The following are the notebook and the module Python file that are executable. assign2.ipynb assign2_modules.py
The HTML webpages of the report that were generated have been converted into a pdf format and the name of the file is Spatial Information Programming Final Report.pdf
This project was analyzed in Python 3.6 Jupyter Notebook and used the related spatial analysis libraries. The following analysis have already been performed on the dataset:
- Preprocessing & transformation of the data: Preprocessing tasks and transformation on the data were performed in order to analyse the dataset. This is required so that the data is cleaned up and any errors are removed which may negatively affect the final analysis.
- Time of day and day Analysis: This allowed us to analyse and understand the time at which the accidents took place. This is important in order to know at what time of the day are accidents most likely to happen.
- Spatial Temporal Visual Analysis
- Demographic Analysis: In order to analyse why accidents happen we must understand who are actually involved in these events so that we can identify at risk people.
- Clustering Analysis: This allows us to see how distributed the accidents are, whether they are concentrated in certain locations or are they far apart. This analysis helps us identify those locations which have a high density of accidents.
- Visualization analysis: Visualization of the number of accidents by suburbs helps us identify those suburbs where the number of accidents are the highest.

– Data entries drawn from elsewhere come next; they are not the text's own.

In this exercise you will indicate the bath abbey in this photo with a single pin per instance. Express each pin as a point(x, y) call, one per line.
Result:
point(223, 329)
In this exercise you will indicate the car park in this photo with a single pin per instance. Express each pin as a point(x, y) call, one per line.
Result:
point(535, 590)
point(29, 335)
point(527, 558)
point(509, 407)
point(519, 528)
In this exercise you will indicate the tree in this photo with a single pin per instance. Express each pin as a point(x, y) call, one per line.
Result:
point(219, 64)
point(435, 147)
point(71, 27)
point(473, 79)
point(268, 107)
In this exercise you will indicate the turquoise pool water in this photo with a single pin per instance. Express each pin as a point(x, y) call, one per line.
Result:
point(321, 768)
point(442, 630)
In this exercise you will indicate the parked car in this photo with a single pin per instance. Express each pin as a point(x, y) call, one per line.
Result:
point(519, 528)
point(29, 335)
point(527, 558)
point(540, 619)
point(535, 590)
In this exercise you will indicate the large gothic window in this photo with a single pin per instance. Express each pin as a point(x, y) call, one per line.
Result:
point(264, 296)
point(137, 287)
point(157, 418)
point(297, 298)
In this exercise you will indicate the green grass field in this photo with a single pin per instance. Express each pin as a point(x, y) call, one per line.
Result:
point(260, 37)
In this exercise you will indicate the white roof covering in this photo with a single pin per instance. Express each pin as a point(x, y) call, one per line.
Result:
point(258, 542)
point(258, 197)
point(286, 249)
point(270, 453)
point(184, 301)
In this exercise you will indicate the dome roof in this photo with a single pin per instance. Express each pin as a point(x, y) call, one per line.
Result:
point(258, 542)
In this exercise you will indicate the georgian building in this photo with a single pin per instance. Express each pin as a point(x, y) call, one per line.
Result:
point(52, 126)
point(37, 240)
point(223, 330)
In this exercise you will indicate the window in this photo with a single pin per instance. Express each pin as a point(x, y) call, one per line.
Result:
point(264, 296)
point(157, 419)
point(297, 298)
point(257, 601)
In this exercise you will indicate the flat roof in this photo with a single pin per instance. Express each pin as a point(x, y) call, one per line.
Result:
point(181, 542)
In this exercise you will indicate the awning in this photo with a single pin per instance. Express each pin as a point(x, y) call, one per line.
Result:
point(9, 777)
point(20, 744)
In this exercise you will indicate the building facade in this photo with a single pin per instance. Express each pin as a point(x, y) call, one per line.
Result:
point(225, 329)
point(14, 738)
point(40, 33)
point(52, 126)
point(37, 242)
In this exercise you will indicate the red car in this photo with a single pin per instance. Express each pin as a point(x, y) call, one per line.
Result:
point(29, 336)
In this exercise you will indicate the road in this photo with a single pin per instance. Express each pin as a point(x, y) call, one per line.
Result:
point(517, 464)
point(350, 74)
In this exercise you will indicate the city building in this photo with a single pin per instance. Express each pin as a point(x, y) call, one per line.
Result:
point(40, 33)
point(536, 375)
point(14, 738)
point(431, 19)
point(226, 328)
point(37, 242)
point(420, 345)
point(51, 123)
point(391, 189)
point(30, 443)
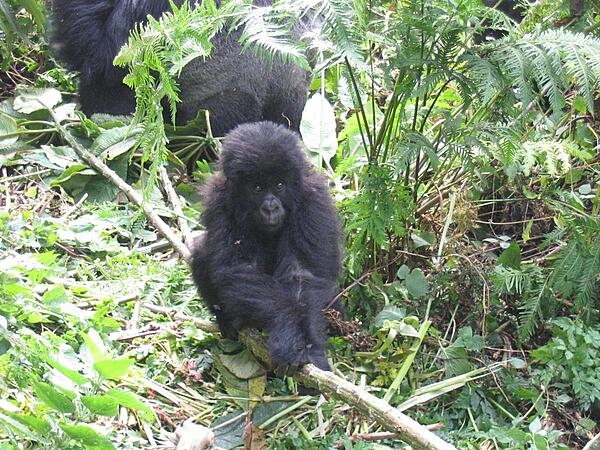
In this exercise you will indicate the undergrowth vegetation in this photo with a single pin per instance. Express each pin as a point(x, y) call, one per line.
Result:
point(467, 175)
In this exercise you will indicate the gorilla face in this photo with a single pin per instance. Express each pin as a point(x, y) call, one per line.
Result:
point(267, 199)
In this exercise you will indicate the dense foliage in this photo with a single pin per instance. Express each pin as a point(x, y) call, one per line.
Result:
point(463, 151)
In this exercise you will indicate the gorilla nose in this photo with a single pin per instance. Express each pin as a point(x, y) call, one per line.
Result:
point(270, 206)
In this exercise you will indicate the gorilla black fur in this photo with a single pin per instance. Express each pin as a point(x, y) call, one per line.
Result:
point(270, 257)
point(235, 87)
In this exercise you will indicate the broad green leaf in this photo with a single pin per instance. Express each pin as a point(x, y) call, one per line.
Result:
point(402, 272)
point(38, 425)
point(8, 130)
point(318, 127)
point(101, 405)
point(55, 295)
point(115, 141)
point(73, 375)
point(416, 283)
point(511, 256)
point(94, 345)
point(37, 99)
point(243, 365)
point(87, 436)
point(54, 399)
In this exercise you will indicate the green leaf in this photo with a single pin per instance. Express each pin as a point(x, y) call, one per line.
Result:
point(94, 345)
point(38, 425)
point(403, 272)
point(73, 375)
point(54, 399)
point(37, 99)
point(8, 130)
point(55, 295)
point(416, 283)
point(101, 405)
point(132, 401)
point(243, 365)
point(113, 369)
point(511, 256)
point(87, 436)
point(115, 142)
point(318, 127)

- Spatial Autocorrelation: This analysis allows us to study whether the number of accidents in the suburbs are clustered or are they randomly distributed. If there is a certain clustering then we can further identify at risk locations.
- Identification of the road/street where the most number of accidents took place: This is an effort to granularize and find the most at risk roads where the most number of accidents have taken place.
- Identification of falling trend in the number of accidents over the time period: This was an effect of the study performed and was quite surprising to see that in fact there was a decline in the number of accidents over the years.